でもそんなことになったら医院経営が成り立たないのでは?と考える人が多いのですが、私は必ず成り立つようになると信じています。
それは「世間は正しい」という基本的認識をもっているので、「正しいことをすれば世間は見捨てない。必ず必要とされる日が来る」と考えているからなのです。
しかし、正しいと信じたことをして万が一医院が成り立たない状態になったら?
その時は潔く閉院します。

では「治療がゼロの状態」にするにはどうしたらいいのか?
もし、歯科疾患を発症したら・・・
1、完全な検査をする
2、原因を除去する
3、最善の治療をする
4、再発しないように予防をする
この4つのステップが重要です。

では、今の日本の保険診療でこれは実現できているのか?と聞かれると、「全くできていない」と答えます。
できるわけがない。不可能です。
一例を挙げましょう。

当院では虫歯治療に「マイクロスコープを使ったドックスベスト法」を取り入れています。
髪の毛が大きく見えるほどよく見える視野で、抗菌作用のあるドックスベストを使う治療法です。
治療時間は1回1時間ほどかかります(保険診療でそこまで時間をかけられない)。
この治療法をしてから、神経をとることがほぼゼロになり、根の治療が激減しました。
アートセンター歯科の治療予約の中で根の治療が非常に少ないことに皆さん驚かれます。
つまり、当院のドックスベスト法は、再発しない「予防的治療」なのです。

保険診療の虫歯の治療は非常に再発が多く、再治療が多い。
再治療をするにしたがって、どんどん悪くなり、神経をとる、膿んだり割れたりする、抜歯する、ブリッジか義歯を入れる・・・・という「負の連鎖」に進んでいきます。

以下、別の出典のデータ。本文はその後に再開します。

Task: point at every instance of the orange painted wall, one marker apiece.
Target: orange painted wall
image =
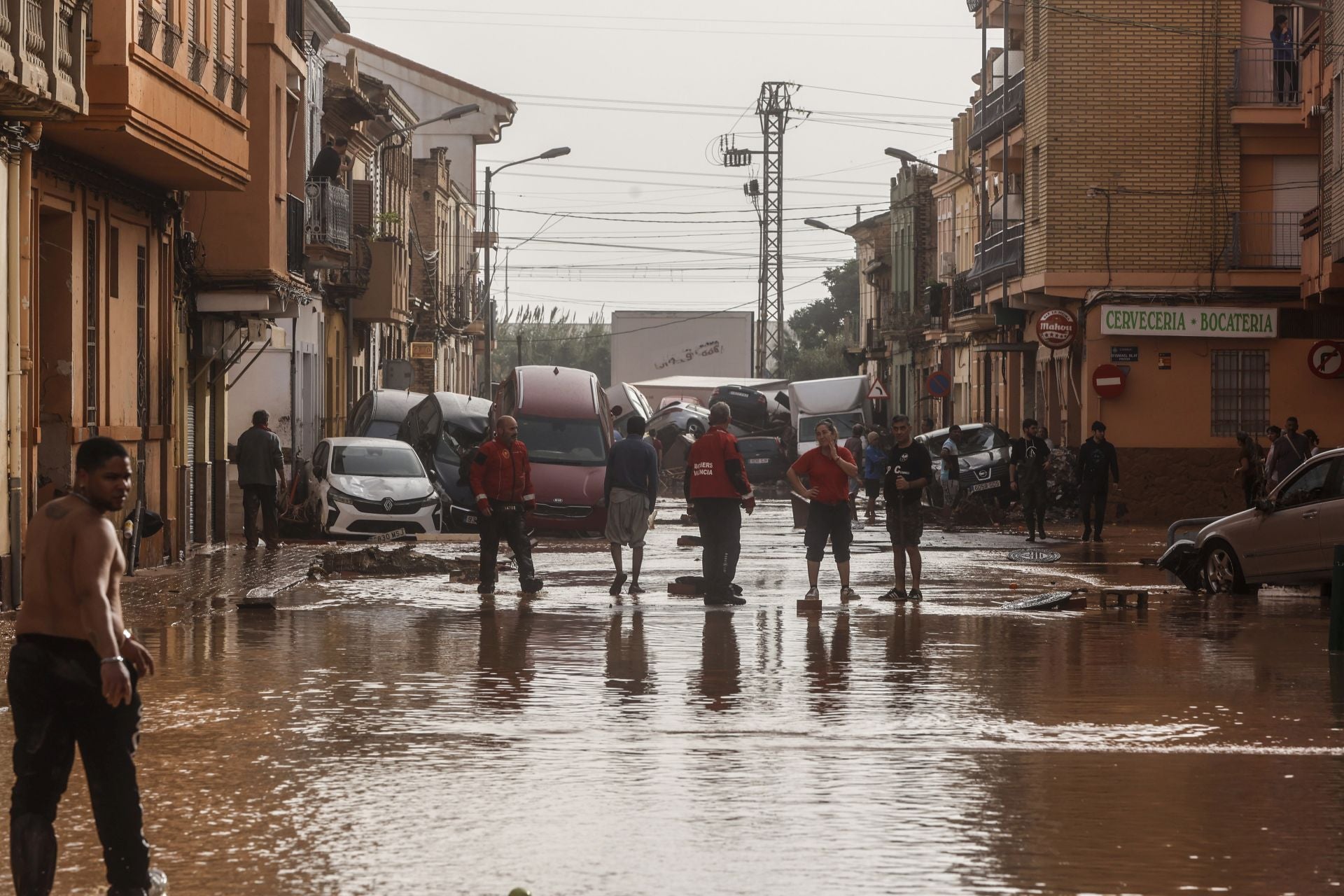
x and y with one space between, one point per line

つまり、アートセンター歯科が皆さんにお勧めしている精密で最善の治療は「治療ゼロ」を目指している「予防的治療」なのです。

私が思い描いているアートセンター歯科の未来像は、来院患者さんのほとんどが衛生士による「メインテナンス」に来られ、治療の必要がなく、ほんの数人の患者さんのみがドクターによる「予防的治療」を受けるために来院される姿です。
つまり、私が治療する患者さんは少なければ少ないほどいい状態なのです。
そのような姿はアートセンター歯科の診療理念が実現した姿なのです。
アートセンター歯科にとっての真の成功はそれだと考えています。